Bipartisan bill will restore protections to gag order process

Washington, D.C. - The House Judiciary Committee today unanimously passed bipartisan legislation that would establish important guardrails for when the federal government seeks to access someone’s electronic communications without that person’s knowledge. Under current law, prosecutors can request a person’s electronic communications data, such as their e-mail and phone records, even when the subject of the search is not suspected of wrongdoing. In these searches, prosecutors often request an accompanying non-disclosure order (NDO) to block service providers from notifying their customers about the search and preventing the person being investigated from challenging the order in court. The NDO Fairness Act (H.R. 7072) eliminates the rubber-stamp process that has governed email and phone records requests for too long by requiring prosecutors demonstrate why there is a need to withhold information from American citizens.

“The NDO Fairness Act is about just that: fairness. This important privacy legislation would insert balance and fairness into a system that for too long has been a free-for-all for government prosecutors,” said Chairman Nadler. “In the 21st century, federal prosecutors no longer need to show up to your office. They just need to raid your virtual office, which leaves American citizens and businesses at the whims of a secret process that is all too easy to abuse. I thank my colleagues for their support and I’m proud this important legislation is one step closer to becoming law.”
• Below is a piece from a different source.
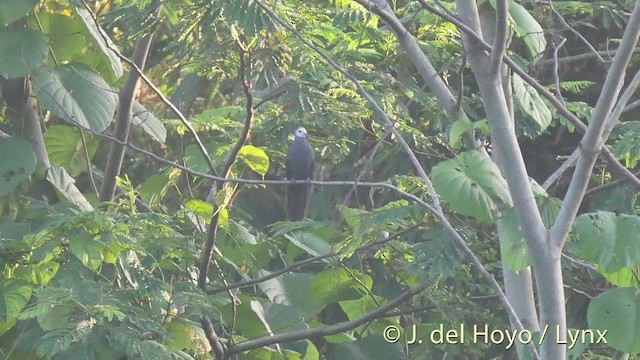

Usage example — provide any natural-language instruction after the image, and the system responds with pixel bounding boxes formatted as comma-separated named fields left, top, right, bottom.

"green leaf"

The NDO Fairness Act, which passed the committee by voice vote today, would:

  • Require a written determination from the court finding a non-disclosure order necessary to prevent a substantially likely adverse result.
  • Provide for strict scrutiny analysis to grant a gag order request under 18 U.S.C. 2705(b).
  • Establish a 60-day limit for gag orders, with the opportunity for additional 60-day extensions.
  • Require notice be given to the customer within 72 hours of the expiration of the delay, including what information was disclosed.
  • Allow providers to contest gag orders in court.